The third task was “Calculate

(n + 1) ⋅ (2 ⋅ (n + 1) − 1) ⋅ (2 ⋅ (n + 1) + 1)

−

n ⋅ (2 ⋅ n − 1) ⋅ (2 ⋅ n + 1)

writing your answer in simplified form.” Again (2(n+1)-1)^2 (and only it) was given as an answer in [AS22]. We have filled in a simplification chain as an example of what solving the problem step by step could produce. It can be changed or wiped out, to try other possibilities.
there is a mild length limit
only a shortest possible goes

or

Comments

The treatment in [AS22] established the same technical facts as our induction step, but differed in how they were organized. We started with the LHS of (2) and derived its RHS, using (1) as the induction assumption.
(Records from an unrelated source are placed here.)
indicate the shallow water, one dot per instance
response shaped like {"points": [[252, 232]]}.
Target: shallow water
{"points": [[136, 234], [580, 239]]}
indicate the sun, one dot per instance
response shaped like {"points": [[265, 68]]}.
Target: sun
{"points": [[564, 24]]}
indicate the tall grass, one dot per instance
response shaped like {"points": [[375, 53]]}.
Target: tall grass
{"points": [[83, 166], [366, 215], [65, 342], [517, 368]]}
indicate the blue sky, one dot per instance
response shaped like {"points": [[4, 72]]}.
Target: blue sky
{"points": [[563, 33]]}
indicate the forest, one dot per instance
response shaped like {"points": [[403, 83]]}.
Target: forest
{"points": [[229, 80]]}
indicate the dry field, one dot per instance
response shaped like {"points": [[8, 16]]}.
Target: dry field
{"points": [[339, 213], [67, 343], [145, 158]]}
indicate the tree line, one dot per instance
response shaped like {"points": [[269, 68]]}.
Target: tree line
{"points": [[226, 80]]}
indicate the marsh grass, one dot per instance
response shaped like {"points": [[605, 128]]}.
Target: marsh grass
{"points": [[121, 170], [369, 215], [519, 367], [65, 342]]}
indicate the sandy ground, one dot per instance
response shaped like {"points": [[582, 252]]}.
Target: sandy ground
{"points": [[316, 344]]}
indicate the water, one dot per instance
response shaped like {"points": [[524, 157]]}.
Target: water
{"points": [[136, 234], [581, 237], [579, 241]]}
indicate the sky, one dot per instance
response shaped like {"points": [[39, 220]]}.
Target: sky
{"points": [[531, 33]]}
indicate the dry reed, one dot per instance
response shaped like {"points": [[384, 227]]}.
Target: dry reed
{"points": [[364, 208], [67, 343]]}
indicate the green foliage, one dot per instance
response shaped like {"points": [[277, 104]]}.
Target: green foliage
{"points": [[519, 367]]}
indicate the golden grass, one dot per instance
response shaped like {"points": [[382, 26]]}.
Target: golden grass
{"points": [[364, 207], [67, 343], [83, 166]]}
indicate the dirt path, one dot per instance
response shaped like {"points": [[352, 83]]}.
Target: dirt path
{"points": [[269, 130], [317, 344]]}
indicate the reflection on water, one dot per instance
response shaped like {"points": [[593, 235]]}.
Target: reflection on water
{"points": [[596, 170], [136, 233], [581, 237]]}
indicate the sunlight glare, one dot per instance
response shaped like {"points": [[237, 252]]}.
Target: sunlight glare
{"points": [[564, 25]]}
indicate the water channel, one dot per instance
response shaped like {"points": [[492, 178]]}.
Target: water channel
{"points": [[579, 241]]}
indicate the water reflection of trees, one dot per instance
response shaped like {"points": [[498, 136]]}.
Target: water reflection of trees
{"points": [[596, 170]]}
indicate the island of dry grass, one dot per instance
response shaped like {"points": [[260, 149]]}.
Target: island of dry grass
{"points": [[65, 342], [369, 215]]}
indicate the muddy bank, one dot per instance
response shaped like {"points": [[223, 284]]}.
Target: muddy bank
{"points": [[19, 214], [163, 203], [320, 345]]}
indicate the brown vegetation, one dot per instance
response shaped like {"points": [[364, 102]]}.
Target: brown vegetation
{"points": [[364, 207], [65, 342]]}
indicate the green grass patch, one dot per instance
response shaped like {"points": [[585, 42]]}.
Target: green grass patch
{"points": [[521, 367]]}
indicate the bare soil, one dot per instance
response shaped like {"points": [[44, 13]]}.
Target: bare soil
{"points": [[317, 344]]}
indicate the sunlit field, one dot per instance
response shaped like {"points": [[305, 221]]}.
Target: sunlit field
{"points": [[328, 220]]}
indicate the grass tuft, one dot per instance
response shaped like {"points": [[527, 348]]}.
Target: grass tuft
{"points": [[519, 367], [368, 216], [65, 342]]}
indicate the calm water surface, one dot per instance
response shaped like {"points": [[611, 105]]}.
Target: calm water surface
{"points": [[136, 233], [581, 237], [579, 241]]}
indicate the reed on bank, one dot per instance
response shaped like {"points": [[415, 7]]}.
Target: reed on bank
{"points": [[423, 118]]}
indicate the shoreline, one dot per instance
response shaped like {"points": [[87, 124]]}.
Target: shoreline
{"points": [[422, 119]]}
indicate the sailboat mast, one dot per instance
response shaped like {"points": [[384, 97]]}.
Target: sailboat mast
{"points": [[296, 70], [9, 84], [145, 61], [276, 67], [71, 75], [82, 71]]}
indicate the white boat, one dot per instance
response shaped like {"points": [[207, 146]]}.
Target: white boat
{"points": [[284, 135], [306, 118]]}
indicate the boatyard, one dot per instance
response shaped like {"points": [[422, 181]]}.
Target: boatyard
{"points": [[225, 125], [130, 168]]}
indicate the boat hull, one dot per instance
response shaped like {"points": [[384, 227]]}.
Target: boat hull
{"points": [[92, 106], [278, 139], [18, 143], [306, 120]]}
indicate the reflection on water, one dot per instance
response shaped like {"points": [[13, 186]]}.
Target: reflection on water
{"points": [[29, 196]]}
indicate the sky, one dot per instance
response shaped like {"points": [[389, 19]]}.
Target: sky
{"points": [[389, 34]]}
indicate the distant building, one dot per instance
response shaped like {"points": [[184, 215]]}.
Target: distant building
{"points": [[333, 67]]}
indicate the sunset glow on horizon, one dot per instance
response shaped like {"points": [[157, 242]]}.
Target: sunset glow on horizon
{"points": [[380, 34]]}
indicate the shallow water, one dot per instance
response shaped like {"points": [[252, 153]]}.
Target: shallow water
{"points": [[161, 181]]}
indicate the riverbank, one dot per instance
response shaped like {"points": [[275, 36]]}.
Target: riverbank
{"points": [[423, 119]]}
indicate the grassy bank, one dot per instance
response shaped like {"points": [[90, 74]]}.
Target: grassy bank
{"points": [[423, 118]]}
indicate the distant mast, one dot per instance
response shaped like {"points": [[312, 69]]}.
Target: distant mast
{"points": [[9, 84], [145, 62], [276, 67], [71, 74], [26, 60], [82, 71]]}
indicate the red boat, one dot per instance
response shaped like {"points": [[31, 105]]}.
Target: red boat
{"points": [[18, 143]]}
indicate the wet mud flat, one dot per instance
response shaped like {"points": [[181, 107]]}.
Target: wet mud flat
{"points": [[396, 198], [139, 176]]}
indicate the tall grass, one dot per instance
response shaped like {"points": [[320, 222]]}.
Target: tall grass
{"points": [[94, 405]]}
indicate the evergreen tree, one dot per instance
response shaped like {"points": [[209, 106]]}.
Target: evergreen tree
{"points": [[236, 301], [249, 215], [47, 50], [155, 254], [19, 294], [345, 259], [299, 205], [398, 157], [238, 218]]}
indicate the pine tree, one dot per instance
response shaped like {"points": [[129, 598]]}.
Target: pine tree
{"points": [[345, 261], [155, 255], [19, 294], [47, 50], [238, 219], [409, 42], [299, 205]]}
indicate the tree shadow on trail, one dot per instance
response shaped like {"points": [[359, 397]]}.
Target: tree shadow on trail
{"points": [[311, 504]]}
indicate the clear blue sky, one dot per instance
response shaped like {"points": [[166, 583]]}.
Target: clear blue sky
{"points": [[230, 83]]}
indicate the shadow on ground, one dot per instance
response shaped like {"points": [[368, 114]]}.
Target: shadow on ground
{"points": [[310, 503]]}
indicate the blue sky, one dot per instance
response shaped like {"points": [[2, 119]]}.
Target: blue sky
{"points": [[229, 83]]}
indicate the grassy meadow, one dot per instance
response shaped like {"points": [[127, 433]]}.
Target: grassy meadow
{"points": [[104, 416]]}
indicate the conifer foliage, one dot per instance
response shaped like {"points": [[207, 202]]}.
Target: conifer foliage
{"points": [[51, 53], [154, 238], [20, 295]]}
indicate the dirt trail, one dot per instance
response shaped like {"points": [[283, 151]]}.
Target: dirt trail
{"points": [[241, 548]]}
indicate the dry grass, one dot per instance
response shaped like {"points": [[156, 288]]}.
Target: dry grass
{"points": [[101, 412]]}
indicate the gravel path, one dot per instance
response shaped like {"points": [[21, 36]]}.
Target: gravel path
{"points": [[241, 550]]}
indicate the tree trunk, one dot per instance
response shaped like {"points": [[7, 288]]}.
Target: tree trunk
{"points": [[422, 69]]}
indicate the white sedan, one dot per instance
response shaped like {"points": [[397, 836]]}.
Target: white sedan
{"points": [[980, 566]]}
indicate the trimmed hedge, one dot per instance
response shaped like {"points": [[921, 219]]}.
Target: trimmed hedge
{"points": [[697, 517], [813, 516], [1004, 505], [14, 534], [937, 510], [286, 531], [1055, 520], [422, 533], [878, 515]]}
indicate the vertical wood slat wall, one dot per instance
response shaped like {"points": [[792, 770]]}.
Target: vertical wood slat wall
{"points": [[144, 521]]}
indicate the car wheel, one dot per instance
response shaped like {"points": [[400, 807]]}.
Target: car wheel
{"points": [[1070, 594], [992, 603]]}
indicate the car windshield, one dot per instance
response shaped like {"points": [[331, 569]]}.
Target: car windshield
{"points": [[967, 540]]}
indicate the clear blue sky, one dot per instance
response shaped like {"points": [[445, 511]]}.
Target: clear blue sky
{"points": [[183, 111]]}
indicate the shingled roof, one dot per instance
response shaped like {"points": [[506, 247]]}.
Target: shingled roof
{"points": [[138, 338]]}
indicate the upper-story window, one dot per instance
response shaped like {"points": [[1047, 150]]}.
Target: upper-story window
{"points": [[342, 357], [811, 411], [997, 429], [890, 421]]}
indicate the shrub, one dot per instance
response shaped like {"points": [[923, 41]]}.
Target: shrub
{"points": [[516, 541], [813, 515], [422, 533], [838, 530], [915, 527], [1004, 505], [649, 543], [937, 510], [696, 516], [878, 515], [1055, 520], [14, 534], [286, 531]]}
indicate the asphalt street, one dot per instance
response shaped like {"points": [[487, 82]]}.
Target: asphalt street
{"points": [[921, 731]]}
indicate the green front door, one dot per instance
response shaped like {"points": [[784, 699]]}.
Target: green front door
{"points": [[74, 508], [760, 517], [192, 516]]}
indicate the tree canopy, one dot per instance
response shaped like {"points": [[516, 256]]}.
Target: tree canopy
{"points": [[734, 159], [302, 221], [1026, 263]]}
In [AS22], the LHS of (1) was subtracted from the LHS of (2), the same was done with the RHSs, and the results turned out the same. It is unclear to us why this shared answer was (2 ⋅ (n + 1) − 1)² instead of (2 ⋅ n + 1)².

The assessment and feedback mechanism of STACK relies on knowing or guessing frequently occurring incorrect answers, and designing feedback for each of them manually. The main feedback mechanism of our tool does not need such work at all. It consists of providing an automatically generated counter-example when the answer is incorrect. The teacher has the option, but no obligation, of telling the tool to do additional checks. For instance, a limit to the length of answers was used many times above, and sometimes an answer was required to be in a certain form. Employing such checks does not require knowledge or guesses of the incorrect answers that students tend to make.

On the other hand, our tool has no assessment mechanism. It has, however, sometimes been used as an answer-checking machine of another tool which keeps track of points.